Ekspor Bijih Nikel Berpotensi Hambat Pengembangan Wilayah Berbasis Industri
JAKARTA – Pemberian izin ekspor nikel ore kadar rendah, dinilai akan berdampak pada rencana strategis pengembangan fasilitas pengolahan dan pemurnian (smelter).
M Nurdin Abdullah, Bupati Bantaeng, berharap dampak pemberlakuan izin ekspor nikel kadar rendah tidak terlalu besar.
“Yang diharapkan industri sebenarnya harga nikel segera membaik, itu saja. Tapi menurut saya dalam jangka panjang aturan UU Minerba akan diperketat. Namun, karena saat ini untuk mengatasi kelesuan ekonomi, makanya keran ekspor dibuka. Karena kan penerimaan negara dari sektor mineral cukup besar,” ujar Nurdin di Jakarta belum lama ini.
Menurut dia, Pemerintah Kabupaten Bantaeng, Sulawesi Selatan, sudah menyikapi peraturan pemerintah berkenaan dengan larangan ekspor mineral mentah, dengan membentuk Kawasan Industri Bantaeng (KIBA) seluas 3.000 hektar (Ha).
Kawasan ini memberikan segala kemudahan bagi investor dalam suatu layanan khusus melalui perusahaan daerah Bantaeng yang membuat Kabupaten Bantaeng diminati banyak investor dari dalam dan luar negeri untuk membangun smelter.

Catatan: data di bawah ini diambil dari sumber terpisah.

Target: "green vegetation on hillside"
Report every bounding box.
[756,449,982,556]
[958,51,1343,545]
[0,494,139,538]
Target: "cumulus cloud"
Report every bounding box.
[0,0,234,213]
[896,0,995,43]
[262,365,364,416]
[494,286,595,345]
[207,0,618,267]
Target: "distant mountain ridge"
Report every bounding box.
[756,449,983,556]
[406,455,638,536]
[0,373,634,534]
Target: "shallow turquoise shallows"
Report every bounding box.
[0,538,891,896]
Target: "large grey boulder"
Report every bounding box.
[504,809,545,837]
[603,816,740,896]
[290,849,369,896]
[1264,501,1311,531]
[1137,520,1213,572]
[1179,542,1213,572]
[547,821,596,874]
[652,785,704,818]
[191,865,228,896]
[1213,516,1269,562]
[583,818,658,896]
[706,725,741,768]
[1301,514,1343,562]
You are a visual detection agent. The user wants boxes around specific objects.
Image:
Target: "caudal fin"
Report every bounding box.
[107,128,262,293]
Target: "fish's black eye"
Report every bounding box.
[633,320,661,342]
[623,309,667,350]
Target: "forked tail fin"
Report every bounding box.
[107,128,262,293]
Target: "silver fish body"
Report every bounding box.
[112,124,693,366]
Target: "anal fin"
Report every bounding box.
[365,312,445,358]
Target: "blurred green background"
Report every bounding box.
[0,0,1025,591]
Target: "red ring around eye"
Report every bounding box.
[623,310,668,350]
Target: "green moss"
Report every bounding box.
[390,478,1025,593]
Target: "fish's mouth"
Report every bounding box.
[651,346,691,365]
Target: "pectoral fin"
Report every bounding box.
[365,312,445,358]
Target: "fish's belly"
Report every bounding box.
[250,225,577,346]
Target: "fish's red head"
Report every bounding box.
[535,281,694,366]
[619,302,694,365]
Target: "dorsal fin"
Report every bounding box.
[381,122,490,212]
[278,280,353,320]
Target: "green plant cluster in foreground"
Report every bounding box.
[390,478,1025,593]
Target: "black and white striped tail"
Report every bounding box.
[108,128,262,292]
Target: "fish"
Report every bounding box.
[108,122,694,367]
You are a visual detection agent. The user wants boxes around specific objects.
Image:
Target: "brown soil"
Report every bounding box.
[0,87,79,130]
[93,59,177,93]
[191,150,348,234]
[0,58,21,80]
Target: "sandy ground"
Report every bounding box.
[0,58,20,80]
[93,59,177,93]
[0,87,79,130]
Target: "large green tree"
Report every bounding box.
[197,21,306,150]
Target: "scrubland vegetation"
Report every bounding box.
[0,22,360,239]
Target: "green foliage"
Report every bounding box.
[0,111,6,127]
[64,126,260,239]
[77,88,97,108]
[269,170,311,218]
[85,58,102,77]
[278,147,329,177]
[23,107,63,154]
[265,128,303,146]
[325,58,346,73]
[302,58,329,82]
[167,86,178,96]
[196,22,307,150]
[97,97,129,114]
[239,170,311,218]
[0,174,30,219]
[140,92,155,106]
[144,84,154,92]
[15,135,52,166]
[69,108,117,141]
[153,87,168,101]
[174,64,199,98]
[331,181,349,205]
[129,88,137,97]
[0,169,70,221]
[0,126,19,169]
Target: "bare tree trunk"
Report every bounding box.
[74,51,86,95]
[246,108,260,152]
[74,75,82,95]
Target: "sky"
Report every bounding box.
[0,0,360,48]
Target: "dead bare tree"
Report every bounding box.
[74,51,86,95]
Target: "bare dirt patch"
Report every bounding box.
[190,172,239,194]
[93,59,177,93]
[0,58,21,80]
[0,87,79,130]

Nurdin menambahkan, dengan mendorong pengembangan wilayah berbasis industri, Bantaeng akan menjadi salah satu pusat pengolahan nikel terbesar di dunia.
Sejumlah tenants di KIBA, antara lain PT Huadi Nickel Alloy, PT Titan Mineral Utama, PT Bantaeng Central Asia Steel, PT Sinar Deli Bantaeng, PT Intim Perkasa Energi, PT Multi Kilang Pratama, PT Sergion Techno, dan Inensunan Mills Indonesia.
“1.000 hektar untuk smelter, lalu yang 2.000 hektar untuk manufacturing, Agro industri, dan marine product. Sesuai perhitungan kami, 3.000 hektar itu perlu pembangkit listrik 2.400 MW,” tandas Nurdin.